Il chirurgo lascia l’ospedale e diventa medico di famiglia: «Ho quasi 60 anni, lascio l’ospedale per riuscire a stare più vicino ai pazienti»
Sul citofono dello studio medico c’è ancora il cognome del suo predecessore. Attaccato al cancelletto, un foglio sgualcito recita: «Dopo tanto clamore, il dottore andrà in pensione il 30 giugno». «Doveva ritirarsi a fine 2021 – spiega Andrea Ragazzoni – ha ricevuto diversi inviti a restare per altri sei mesi. Tra feste natalizie e Covid, i pazienti non potevano rimanere soli. Dà l’idea della carenza di medici che c’è al momento».
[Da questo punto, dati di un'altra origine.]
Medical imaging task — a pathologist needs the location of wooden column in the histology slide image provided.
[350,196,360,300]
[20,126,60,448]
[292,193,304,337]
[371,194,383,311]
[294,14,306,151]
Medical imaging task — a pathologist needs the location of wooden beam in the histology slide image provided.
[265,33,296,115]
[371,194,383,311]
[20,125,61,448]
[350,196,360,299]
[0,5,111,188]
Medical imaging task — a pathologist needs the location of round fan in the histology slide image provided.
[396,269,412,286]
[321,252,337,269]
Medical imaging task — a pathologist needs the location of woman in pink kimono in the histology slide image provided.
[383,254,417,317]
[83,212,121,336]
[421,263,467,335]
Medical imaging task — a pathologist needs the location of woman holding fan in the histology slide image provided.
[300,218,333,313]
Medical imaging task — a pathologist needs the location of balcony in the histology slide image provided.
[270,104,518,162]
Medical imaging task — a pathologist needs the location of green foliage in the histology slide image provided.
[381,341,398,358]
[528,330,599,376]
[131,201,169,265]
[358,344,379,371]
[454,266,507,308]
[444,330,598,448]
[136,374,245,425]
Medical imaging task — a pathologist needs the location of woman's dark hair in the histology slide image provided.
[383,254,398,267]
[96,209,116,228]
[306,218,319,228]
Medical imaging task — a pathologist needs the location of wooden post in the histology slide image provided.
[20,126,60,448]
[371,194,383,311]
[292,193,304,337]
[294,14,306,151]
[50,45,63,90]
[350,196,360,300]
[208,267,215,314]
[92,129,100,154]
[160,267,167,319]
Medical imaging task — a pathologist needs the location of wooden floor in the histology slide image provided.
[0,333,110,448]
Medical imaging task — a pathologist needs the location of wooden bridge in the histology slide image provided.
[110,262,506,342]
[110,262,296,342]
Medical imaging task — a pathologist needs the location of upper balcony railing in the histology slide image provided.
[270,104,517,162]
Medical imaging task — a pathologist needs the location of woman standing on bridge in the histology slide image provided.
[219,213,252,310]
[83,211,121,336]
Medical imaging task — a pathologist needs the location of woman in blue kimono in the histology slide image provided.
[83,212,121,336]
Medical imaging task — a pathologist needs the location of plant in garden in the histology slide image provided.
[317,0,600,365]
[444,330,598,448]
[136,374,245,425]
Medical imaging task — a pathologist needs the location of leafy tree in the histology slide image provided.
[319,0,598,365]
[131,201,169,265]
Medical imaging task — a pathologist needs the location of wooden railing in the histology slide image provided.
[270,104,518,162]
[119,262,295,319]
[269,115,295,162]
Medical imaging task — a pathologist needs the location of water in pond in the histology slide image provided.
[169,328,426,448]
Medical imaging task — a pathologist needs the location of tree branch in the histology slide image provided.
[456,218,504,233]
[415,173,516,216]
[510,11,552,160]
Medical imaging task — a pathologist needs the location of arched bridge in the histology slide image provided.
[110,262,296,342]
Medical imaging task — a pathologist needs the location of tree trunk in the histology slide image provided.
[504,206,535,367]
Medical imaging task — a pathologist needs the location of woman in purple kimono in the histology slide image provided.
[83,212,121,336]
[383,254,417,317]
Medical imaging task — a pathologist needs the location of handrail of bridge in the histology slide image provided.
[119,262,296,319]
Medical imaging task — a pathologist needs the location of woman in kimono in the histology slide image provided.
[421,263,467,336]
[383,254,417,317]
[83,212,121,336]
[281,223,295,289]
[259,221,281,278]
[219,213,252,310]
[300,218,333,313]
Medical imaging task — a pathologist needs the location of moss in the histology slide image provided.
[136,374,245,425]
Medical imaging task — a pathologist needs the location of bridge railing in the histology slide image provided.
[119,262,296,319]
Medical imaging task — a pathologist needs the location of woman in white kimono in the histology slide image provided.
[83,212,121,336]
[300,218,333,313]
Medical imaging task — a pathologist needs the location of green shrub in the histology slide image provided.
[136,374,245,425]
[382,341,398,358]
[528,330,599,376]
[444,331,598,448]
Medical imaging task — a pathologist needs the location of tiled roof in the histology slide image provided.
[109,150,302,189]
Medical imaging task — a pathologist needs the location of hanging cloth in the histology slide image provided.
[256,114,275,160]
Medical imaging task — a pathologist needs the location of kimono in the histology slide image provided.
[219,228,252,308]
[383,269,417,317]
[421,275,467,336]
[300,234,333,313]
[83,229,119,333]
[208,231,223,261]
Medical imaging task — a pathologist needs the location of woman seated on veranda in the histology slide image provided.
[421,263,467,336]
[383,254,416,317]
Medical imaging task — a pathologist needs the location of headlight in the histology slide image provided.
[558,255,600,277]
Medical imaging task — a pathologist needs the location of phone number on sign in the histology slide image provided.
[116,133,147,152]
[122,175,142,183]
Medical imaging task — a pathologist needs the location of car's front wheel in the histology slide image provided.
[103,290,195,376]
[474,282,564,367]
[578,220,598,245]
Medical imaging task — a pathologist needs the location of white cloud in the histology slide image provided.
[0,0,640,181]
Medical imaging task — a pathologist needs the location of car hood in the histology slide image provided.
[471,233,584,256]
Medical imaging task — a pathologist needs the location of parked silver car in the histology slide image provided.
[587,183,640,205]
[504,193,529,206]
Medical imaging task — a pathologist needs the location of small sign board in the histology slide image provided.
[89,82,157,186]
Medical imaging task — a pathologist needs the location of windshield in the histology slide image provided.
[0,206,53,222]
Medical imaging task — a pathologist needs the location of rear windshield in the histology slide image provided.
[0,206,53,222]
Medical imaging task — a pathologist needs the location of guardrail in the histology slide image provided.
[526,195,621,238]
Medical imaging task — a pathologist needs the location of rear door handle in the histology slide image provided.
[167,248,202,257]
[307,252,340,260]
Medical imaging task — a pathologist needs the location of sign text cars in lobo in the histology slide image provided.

Nato a Pavia, 57 anni, dal 4 luglio Ragazzoni è diventato medico di famiglia a Cava Manara, dopo una carriera di trent’anni da chirurgo vascolare. Dal ’92 alla Cittadella Sociale di Pieve del Cairo, dal 2010 all’istituto di cura Città di Pavia, ospedale del gruppo San Donato. Se gli chiedi di rimorsi o pentimenti risponde così: «Sì, mi sono pentito di non aver percorso prima questa strada. È l’unico cruccio che ho al momento».
Scelta controcorrente
In un contesto carente di medici di base, lasciare la sala operatoria per lavorare in studio è una decisione in controtendenza. In provincia servirebbero altri 60 dottori secondo il bando regionale chiuso a luglio, ma alla chiamata hanno risposto solo in nove. «Io accarezzavo l’idea già da qualche anno», racconta Ragazzoni, con le mani sulla tastiera mentre prepara la ricetta per uno dei suoi 1.300 pazienti. «La convinzione è esplosa durante il lockdown: mi sono reso conto che la chirurgia è bella, utile, ma spesso cura la malattia e non la persona. La cosa che ha cominciato a starmi un po’ stretta. Diciamo pure che, alla mia età, il fascino della vita da chirurgo ha meno influenza. Così mi sono orientato verso la medicina di base: sentivo il bisogno di un’attenzione diversa nei confronti del paziente, di contatto con la gente». Dai ferri chirurgici al lettino per le visite, il cambio di vita (e di lavoro) è netto. Ragazzoni ne snocciola i numeri: «Visito in media sei pazienti ogni ora. Alle 8 accendo il telefono, comincio a richiamare chi mi ha cercato per un consulto. Rispondo ai messaggi e mi occupo delle ricette per i farmaci quotidiani, come quelli per il diabete. Insomma, la strategia è tenere la parte burocratica fuori dall’orario di visita: l’attività del medico di base non si esaurisce con la chiusura dell’ambulatorio. In questo la tecnologia aiuta, ma potrebbe contribuire di più. C’è ancora una certa richiesta di certificati di malattia per Covid: una decina la settimana. Nulla di questo lavoro è ancora diventato una routine, mi piace e mi diverte». Ma la medicina generale sembra scoraggiare molti aspiranti dottori che, posti al bivio tra specialità e formazione da dottori di famiglia, non hanno dubbi su percorso da intraprendere. Ragazzoni, che ha sperimentato entrambi i mondi, se lo spiega così: «Secondo me i neolaureati hanno molti sogni in tasca: si orientano fin da subito verso la carriera da specialista, ambendo a ospedali prestigiosi, magari alla cura di malattie poco frequenti».
La carenza
Anche il percorso formativo giocherebbe un ruolo nel tenere distanti le “nuove leve”: «Non è equiparato alla specialità universitaria, nemmeno dal punto di vista economico. A meno di un amore sviscerato verso la disciplina, perché scegliere il corso triennale quando con un anno in più si diventa specialisti ( corsi che di solito durano quattro anni, ndr) peraltro con una borsa di studio quasi doppia rispetto a quella da dottore in formazione? Sarò sincero, se i titoli che ho non mi avessero dato modo di esercitare, prima di fare il corso di formazione da medico di base mi sarei fermato a pensarci un attimo. A queste condizioni, è possibile che chi vuole fare il medico generale venga scoraggiato».